Image-to-sequence models reframe OCSR as an image captioning problem: an encoder (typically a CNN or Vision Transformer) extracts visual features, and an autoregressive decoder generates a string representation of the molecule, most commonly SMILES, InChI, or SELFIES. DECIMER pioneered this approach with CNN-based encoders trained on millions of synthetic images; subsequent work explored Transformer encoders (SwinOCSR, ICMDT), improved training objectives (MolSight’s reinforcement learning for stereochemistry), and alternative string targets (RFL’s ring-free language). These models benefit from large-scale synthetic data and generally handle diverse drawing styles better than rule-based predecessors, though they can hallucinate tokens for structures outside their training distribution.
Deep Learning for Molecular Structure Extraction (2019)
This paper presents a two-stage deep learning pipeline to extract chemical structures from documents and convert them to SMILES strings. By training on large-scale synthetic data, the method overcomes the brittleness of rule-based systems and demonstrates high accuracy even on low-resolution and noisy input images.

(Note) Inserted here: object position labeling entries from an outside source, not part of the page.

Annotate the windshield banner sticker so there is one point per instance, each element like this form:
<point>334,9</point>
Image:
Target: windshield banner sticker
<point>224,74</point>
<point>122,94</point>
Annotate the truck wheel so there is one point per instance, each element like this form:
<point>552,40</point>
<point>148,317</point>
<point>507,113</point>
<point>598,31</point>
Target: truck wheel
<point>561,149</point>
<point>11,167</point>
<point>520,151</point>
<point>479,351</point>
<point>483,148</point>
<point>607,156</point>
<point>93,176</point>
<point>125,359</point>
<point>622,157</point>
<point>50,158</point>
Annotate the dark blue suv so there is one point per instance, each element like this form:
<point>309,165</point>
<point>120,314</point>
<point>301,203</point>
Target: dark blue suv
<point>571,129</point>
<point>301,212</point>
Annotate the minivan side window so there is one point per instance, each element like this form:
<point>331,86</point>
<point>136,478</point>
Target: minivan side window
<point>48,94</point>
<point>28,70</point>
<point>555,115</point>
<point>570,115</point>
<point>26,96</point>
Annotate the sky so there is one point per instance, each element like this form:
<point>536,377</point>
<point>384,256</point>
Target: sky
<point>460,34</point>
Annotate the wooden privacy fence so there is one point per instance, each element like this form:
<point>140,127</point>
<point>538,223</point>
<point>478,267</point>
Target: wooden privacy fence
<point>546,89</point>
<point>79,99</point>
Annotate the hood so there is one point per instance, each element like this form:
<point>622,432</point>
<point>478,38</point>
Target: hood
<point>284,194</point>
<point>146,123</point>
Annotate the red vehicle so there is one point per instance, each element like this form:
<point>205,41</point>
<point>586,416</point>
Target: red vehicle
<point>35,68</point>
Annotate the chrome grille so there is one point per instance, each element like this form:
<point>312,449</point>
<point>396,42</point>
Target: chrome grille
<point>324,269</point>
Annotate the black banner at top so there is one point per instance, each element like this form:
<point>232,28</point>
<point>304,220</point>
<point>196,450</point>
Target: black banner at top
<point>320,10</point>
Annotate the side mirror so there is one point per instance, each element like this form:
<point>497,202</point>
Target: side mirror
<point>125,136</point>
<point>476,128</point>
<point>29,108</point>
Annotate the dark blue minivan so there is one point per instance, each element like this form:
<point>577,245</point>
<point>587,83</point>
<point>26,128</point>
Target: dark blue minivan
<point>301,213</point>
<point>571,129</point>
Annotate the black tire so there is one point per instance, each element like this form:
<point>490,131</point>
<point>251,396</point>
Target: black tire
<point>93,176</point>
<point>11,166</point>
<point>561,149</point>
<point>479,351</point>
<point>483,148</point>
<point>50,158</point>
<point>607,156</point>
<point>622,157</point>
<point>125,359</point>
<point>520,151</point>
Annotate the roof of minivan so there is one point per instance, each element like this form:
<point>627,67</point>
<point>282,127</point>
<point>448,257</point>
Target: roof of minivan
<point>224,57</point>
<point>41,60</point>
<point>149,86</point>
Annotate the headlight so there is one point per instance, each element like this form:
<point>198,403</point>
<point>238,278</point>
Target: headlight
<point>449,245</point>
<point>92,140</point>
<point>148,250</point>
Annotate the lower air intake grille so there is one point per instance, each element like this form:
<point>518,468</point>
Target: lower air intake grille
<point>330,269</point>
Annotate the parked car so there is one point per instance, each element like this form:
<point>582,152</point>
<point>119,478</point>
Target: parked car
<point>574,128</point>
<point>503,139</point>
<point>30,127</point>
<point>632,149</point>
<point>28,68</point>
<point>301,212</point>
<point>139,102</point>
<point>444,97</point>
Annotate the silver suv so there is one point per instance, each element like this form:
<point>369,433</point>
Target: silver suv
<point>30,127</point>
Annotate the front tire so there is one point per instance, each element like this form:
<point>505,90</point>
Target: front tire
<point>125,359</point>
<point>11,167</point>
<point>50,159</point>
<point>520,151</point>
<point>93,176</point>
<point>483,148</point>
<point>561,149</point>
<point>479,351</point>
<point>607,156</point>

Img2Mol: Accurate SMILES Recognition from Depictions
A 2021 deep learning system using a two-stage approach for OCSR, encoding images into continuous CDDD embeddings before decoding to SMILES. It leverages extensive data augmentation to handle rotations, distortions, and rendering variations for fast and robust molecular structure recognition.
IMG2SMI: Translating Molecular Structure Images to SMILES
A 2021 image-to-text approach treating OCSR as an image captioning task. It uses Transformers with SELFIES representation to convert molecular structure diagrams into SMILES strings, enabling extraction of visual chemical knowledge from scientific literature.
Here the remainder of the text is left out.